Honestly, how many lecturers intend to make me feel hurt in this stupid course?! Why do people have to be so negative and strict about things?
Anyway, what happened was that, I did two E&D cases today in the afternoon. When it was at the first one, this lecturer corrected me on some stuff, which I find it perfectly fine and I told myself that I would do better on the next time round. So, the next time finally came, and I did everything right now except for one thing( which I SERIOUSLY find that is NOT of any VALUE), because it doesnt even help me in my treatment/diagnosing/patient comfort at all. Just because of that tiny puny stupid mistake she marked me down, as low as the first attempt.

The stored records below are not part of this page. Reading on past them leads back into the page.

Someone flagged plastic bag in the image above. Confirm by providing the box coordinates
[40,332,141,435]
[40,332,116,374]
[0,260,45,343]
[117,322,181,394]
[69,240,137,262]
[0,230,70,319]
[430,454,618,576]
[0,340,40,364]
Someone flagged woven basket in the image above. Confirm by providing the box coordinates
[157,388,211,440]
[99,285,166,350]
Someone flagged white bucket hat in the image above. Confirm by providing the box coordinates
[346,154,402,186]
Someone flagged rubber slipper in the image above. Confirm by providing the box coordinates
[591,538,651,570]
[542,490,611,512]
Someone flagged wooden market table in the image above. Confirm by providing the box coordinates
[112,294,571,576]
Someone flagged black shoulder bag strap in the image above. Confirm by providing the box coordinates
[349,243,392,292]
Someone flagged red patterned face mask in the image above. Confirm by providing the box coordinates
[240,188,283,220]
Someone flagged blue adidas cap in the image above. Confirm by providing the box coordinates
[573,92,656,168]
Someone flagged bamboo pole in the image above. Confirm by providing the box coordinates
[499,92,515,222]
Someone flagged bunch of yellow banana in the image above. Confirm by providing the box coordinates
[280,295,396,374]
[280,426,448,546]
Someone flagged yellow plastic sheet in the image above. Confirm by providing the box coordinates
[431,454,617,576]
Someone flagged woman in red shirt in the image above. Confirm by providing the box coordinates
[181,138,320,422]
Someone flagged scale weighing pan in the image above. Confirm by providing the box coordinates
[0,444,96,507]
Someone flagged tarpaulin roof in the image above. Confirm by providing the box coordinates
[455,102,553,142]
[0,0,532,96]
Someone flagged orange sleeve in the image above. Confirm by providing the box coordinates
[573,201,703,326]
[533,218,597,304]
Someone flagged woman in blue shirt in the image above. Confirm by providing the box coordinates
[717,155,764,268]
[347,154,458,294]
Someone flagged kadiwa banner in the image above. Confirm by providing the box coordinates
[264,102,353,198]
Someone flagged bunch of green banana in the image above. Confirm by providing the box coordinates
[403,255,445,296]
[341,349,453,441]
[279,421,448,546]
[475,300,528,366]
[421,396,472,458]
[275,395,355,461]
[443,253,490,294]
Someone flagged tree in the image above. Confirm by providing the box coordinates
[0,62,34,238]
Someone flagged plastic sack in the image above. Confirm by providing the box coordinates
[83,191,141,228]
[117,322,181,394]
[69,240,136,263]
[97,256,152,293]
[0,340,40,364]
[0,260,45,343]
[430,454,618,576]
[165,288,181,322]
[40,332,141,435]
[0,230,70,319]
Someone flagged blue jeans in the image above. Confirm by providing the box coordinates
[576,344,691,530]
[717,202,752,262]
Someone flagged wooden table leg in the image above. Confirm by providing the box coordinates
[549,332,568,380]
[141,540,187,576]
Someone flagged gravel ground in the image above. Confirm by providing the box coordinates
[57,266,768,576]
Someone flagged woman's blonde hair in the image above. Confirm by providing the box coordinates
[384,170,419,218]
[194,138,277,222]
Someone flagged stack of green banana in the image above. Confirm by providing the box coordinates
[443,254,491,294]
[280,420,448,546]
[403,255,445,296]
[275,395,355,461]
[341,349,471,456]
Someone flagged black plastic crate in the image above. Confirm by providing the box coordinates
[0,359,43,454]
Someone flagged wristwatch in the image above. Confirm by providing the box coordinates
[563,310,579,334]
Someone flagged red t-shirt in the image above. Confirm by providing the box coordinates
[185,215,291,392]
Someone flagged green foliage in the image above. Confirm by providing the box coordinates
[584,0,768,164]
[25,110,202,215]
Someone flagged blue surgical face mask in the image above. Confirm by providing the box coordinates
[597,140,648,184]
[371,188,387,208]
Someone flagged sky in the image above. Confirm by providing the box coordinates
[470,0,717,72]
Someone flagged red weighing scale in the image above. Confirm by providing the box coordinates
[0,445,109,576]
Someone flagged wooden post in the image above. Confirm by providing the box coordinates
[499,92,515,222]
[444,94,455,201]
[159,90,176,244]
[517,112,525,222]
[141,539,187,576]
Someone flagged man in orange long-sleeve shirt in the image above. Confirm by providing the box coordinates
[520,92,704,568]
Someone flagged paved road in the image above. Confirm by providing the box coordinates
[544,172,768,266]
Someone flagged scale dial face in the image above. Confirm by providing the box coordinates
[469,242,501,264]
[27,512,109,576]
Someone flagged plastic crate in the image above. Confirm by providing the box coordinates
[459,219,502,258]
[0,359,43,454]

Which I find it unfair at all, why mark me as low as the first attempt for that simple mistake? I asked her why and she gave me a lame reason. Seriously damn lame. Because what I did not do is to do a "quick-version" of probing when actually I did the "full-version" of probing already. So there's really no significance in "quick-version" of probing at all, I can just see see from the "full-version" and fill the "quick version" up. But all I need is just to see the "full-version". So the STUPID reason that she gave me was, "What happens if the "full-version" got destroyed and you lost your data?". IT DOESNT MATTER, BECAUSE IF THE "FULL-VERSION" GOT DESTROYED THEN THE "QUICK VERSION" IS GONNA GET DESTROYED TOO BECAUSE THEY ARE ATTACHED ON THE SAME PIECE OF PAPER. Its really dumb, and I had nothing to say.
But I was really hurt when I got the same results, so my efforts were all for nothing? Is that all she saw, that I made this mistake and everything else doesnt matter? Then when I was feeling emotional and was about to cry, she just told me to not be grouchy. Are you seriously telling me to not feel what I feel when I am feeling it? Its like asking a mother in labor to not feel pain at all! Can you do that? Then she still tell me things and expect me to say yes, I was already on the verge of crying already, and I was trying sooo hard to keep it in and I know that if I say something, I WILL DEFINATELY cry, so I just nodded my head. And all she say in her eyes were, "Whatever, he is not listening."
OKAY, SHIT HER. I lost another respect for another lecturer already, but I am gonna make an effort to explain to her tomorrow in the morning and hope that it goes smoothly. Haiya, why must this kind of things happen to me?
Anyway, I had a nice talk with Sheldon today, and I just hope that we have this kind of sessions more. Hehe.